Parmi les éléments considérés comme "disproportionnés" figure le fait de formuler une "demande supplémentaire, en cours d'exécution du contrat, visant à maintenir ou accroître abusivement ses marges ou sa rentabilité".

>> Lire aussi: Grande distribution : nouvelles règles du jeu mais guerre des prix féroce

Demandes rétroactives?

Bien sûr, toute demande de compensation de marge ne sera pas forcément jugée abusive. Même si les industriels s'en plaignent toujours, même dans le cadre des négociations actuelles. "Certaines enseignes nous expliquent qu'ils n'ont pas réalisé suffisamment de marges en 2013 et 2014 et nous demandent de compenser cette année", indique-t-on à l'Association nationale des industriels alimentaires.
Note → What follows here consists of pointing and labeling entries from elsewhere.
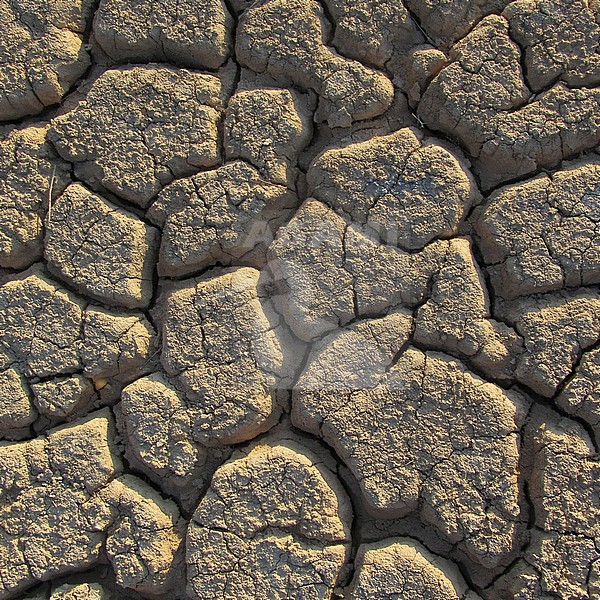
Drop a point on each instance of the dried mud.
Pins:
(299, 299)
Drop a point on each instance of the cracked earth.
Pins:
(299, 299)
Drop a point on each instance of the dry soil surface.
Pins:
(299, 299)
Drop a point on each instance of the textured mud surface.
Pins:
(299, 299)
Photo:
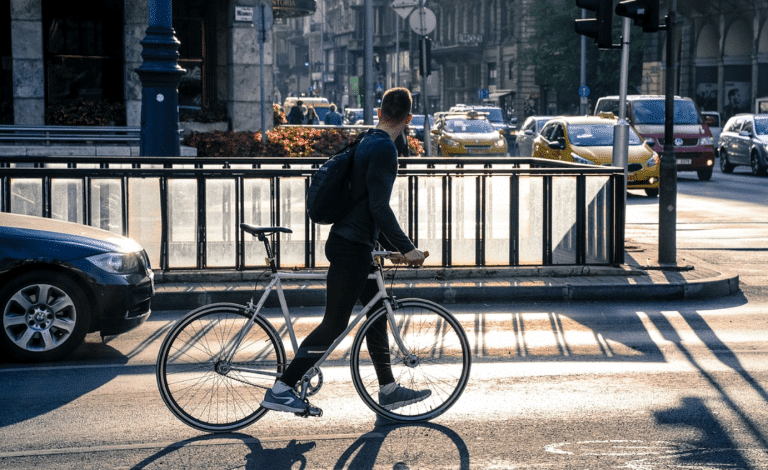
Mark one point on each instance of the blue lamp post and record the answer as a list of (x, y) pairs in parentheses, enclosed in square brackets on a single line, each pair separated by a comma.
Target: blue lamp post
[(160, 75)]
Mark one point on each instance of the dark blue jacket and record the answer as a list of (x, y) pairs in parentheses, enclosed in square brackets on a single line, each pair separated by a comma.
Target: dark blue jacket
[(373, 176)]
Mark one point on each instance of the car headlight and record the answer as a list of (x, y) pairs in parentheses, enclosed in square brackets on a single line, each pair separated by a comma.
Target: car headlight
[(582, 160), (118, 263)]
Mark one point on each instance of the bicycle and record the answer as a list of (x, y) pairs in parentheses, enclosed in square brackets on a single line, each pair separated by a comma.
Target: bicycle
[(217, 361)]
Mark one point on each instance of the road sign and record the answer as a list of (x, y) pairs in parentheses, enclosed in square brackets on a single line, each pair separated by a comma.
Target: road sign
[(423, 21), (404, 7)]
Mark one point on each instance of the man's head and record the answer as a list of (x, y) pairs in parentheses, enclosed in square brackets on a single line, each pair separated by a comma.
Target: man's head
[(395, 106)]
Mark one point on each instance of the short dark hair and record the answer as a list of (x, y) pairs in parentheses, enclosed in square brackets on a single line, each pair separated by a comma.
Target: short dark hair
[(396, 104)]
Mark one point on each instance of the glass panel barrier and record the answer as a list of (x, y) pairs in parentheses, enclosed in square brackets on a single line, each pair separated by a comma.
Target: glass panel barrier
[(182, 223), (564, 220)]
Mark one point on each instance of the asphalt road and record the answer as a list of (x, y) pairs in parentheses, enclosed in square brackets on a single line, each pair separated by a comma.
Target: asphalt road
[(597, 385)]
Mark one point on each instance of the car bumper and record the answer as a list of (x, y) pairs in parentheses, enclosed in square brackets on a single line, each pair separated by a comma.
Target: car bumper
[(123, 306)]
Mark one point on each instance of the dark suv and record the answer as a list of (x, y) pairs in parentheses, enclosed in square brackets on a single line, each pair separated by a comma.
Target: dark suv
[(744, 141), (693, 144)]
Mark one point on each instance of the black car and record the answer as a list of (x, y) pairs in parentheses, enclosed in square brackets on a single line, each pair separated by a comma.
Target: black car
[(744, 141), (60, 281)]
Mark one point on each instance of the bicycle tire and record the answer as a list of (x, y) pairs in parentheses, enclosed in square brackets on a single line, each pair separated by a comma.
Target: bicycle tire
[(198, 387), (439, 361)]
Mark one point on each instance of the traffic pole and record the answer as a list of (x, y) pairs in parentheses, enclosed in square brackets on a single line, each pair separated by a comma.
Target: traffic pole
[(668, 166)]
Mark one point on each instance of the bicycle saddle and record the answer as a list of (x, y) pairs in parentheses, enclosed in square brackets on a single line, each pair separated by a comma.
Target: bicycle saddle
[(254, 230)]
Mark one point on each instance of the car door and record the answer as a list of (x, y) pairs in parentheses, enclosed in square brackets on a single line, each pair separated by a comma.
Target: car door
[(744, 142)]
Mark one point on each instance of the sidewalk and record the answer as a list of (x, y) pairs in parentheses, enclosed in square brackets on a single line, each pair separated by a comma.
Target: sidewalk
[(637, 279)]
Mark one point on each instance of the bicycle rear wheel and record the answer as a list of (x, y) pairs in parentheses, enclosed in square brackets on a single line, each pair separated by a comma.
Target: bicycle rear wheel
[(437, 358), (196, 382)]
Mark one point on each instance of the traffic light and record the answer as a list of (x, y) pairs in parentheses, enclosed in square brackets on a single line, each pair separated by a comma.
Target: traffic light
[(644, 12), (428, 56), (598, 27)]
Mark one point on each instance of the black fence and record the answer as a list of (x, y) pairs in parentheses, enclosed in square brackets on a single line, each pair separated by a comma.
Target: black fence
[(467, 212)]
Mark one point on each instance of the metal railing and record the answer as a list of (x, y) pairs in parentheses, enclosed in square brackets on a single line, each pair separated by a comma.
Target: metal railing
[(185, 211)]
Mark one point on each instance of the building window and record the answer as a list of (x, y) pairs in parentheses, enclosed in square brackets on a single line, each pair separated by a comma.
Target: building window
[(83, 54), (194, 26), (492, 74)]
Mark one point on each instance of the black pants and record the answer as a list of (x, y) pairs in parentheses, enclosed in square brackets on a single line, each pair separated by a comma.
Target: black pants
[(347, 282)]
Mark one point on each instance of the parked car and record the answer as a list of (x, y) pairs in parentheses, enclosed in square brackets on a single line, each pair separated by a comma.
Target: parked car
[(523, 146), (713, 120), (467, 134), (416, 126), (589, 140), (744, 141), (60, 281), (693, 144)]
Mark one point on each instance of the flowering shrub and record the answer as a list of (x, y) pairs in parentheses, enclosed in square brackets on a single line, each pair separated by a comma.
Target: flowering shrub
[(281, 142), (81, 113)]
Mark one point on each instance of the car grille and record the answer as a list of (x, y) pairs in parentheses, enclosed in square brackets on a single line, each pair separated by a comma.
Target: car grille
[(687, 142)]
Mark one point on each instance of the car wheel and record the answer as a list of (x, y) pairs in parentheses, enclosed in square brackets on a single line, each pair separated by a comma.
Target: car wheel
[(45, 316), (725, 165), (758, 169), (705, 174)]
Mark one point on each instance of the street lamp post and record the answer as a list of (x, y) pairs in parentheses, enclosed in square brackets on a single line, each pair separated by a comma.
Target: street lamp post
[(160, 75)]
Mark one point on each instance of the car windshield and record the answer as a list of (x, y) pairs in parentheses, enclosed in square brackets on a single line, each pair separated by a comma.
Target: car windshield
[(468, 125), (418, 120), (596, 135), (761, 126), (652, 112), (494, 114)]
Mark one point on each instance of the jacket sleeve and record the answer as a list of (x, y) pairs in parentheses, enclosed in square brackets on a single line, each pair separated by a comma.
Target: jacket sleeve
[(380, 179)]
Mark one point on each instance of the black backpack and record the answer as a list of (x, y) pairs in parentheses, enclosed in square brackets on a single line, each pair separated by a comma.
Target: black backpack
[(329, 197)]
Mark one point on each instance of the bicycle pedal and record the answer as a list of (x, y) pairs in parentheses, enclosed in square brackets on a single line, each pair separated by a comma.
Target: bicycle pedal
[(312, 411)]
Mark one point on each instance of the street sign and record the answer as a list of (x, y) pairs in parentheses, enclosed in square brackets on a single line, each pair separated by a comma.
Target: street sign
[(404, 7), (423, 21)]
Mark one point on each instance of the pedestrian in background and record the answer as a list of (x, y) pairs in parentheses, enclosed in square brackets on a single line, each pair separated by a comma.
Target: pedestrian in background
[(295, 116), (312, 116), (332, 118)]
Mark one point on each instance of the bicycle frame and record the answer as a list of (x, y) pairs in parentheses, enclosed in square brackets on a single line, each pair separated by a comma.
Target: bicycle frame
[(276, 284)]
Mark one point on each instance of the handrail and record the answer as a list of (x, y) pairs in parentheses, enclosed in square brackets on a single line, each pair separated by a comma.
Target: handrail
[(524, 210)]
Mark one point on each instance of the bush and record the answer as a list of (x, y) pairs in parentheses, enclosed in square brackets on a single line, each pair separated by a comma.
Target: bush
[(281, 142), (82, 113)]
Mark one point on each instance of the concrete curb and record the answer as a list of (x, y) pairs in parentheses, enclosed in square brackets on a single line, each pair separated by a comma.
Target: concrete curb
[(466, 290)]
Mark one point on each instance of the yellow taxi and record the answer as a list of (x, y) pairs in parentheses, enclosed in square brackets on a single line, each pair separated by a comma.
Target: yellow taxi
[(589, 140), (467, 133)]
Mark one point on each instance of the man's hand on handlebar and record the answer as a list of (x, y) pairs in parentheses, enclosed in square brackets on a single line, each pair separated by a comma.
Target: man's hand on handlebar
[(413, 258)]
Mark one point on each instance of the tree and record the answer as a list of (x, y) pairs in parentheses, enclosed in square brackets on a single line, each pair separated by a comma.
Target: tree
[(554, 52)]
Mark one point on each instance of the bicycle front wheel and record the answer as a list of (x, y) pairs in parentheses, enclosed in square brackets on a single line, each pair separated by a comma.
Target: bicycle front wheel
[(432, 357), (197, 382)]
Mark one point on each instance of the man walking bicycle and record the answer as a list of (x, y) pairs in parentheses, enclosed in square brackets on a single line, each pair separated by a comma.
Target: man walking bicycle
[(348, 249)]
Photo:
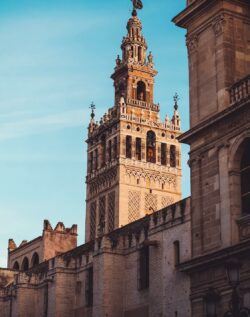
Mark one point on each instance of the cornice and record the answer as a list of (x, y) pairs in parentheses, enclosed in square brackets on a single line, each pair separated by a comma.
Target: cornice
[(188, 136), (215, 258)]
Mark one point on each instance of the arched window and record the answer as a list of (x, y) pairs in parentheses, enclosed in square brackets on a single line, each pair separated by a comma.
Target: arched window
[(151, 147), (245, 179), (16, 266), (103, 150), (172, 155), (141, 91), (25, 264), (128, 146), (177, 252), (35, 260), (139, 53)]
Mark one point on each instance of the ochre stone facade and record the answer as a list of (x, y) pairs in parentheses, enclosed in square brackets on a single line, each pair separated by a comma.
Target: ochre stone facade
[(62, 287), (134, 159), (170, 262)]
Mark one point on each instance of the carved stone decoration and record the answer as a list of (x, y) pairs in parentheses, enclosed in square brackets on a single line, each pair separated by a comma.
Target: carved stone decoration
[(219, 25), (134, 205), (93, 220), (111, 211), (102, 212), (192, 43), (166, 201), (150, 203), (157, 177), (103, 180)]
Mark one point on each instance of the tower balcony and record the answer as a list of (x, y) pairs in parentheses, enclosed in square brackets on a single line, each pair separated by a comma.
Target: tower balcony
[(143, 104)]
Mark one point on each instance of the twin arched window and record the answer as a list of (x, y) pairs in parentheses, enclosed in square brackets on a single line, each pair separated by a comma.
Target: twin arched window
[(16, 266), (245, 179), (141, 91), (151, 147), (25, 264), (35, 260)]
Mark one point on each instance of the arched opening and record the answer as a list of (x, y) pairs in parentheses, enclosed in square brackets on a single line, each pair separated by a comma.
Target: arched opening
[(245, 179), (139, 53), (16, 266), (172, 155), (151, 147), (177, 252), (129, 146), (141, 91), (25, 264), (35, 260), (103, 150)]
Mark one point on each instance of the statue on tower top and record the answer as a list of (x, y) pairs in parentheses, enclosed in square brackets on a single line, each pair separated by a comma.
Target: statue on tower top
[(138, 5)]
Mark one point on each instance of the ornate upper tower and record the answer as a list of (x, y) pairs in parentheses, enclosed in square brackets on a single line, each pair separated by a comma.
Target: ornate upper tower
[(133, 157)]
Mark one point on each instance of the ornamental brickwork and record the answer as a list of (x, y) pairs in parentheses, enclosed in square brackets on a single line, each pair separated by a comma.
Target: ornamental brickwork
[(130, 150)]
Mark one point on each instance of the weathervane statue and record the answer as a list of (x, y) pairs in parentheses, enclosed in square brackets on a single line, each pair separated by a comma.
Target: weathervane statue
[(137, 5)]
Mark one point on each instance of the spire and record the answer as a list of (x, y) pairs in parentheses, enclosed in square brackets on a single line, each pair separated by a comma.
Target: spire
[(134, 46), (176, 117), (176, 99), (92, 107)]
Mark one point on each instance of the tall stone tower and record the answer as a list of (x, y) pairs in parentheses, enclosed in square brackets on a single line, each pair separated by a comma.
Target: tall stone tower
[(134, 159)]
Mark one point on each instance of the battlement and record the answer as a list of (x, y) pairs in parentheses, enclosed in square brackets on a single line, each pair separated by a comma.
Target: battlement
[(59, 228), (29, 254)]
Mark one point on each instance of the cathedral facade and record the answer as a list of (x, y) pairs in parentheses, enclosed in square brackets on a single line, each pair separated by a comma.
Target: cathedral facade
[(147, 252)]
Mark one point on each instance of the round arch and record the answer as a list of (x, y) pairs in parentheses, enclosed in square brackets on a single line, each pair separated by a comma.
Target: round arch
[(16, 266), (235, 155), (141, 90), (151, 146), (236, 151), (35, 260), (25, 264)]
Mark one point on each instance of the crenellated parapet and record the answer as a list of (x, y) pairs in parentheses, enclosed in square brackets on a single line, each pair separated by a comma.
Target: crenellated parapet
[(53, 241)]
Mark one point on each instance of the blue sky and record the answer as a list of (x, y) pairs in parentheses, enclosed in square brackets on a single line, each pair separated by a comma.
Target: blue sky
[(56, 57)]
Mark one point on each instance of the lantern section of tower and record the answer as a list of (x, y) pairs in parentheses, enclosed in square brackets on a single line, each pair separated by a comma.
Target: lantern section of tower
[(134, 158)]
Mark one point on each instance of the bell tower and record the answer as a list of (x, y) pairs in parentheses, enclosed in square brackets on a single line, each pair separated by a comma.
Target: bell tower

Certaines formulent "des demandes de déflation colossales allant de 3 à 18% du prix de vente aux distributeurs", ajoute un porte-parole.

Cette période entre décembre et fin février révèle les tensions entre industriels et distributeurs depuis plusieurs années. En 2010 par exemple, les grandes enseignes s'étaient engagées à ne plus exercer ce genre de pratiques. Mais en 2015, les discussions s'annonçaient encore plus explosives que jamais puisque les enseignes se sont réunies en quatre grandes centrales d'achat (Intermarché et Casino, Système U et Auchan, Carrefour et Cora, Leclerc).

Elles représentent en effet plus de 90% du marché de la distribution des produits de grande consommation et leurs alliances ne concernent que les produits de marques dites nationales. Un avis de l'Autorité de la concurrence sur la concernant ces rapprochement est attendu pour le mois de mars. Le projet de loi Macron, par ailleurs contesté par certaines enseignes, prévoit que l'Autorité soit désormais systématiquement consultée en pareil cas.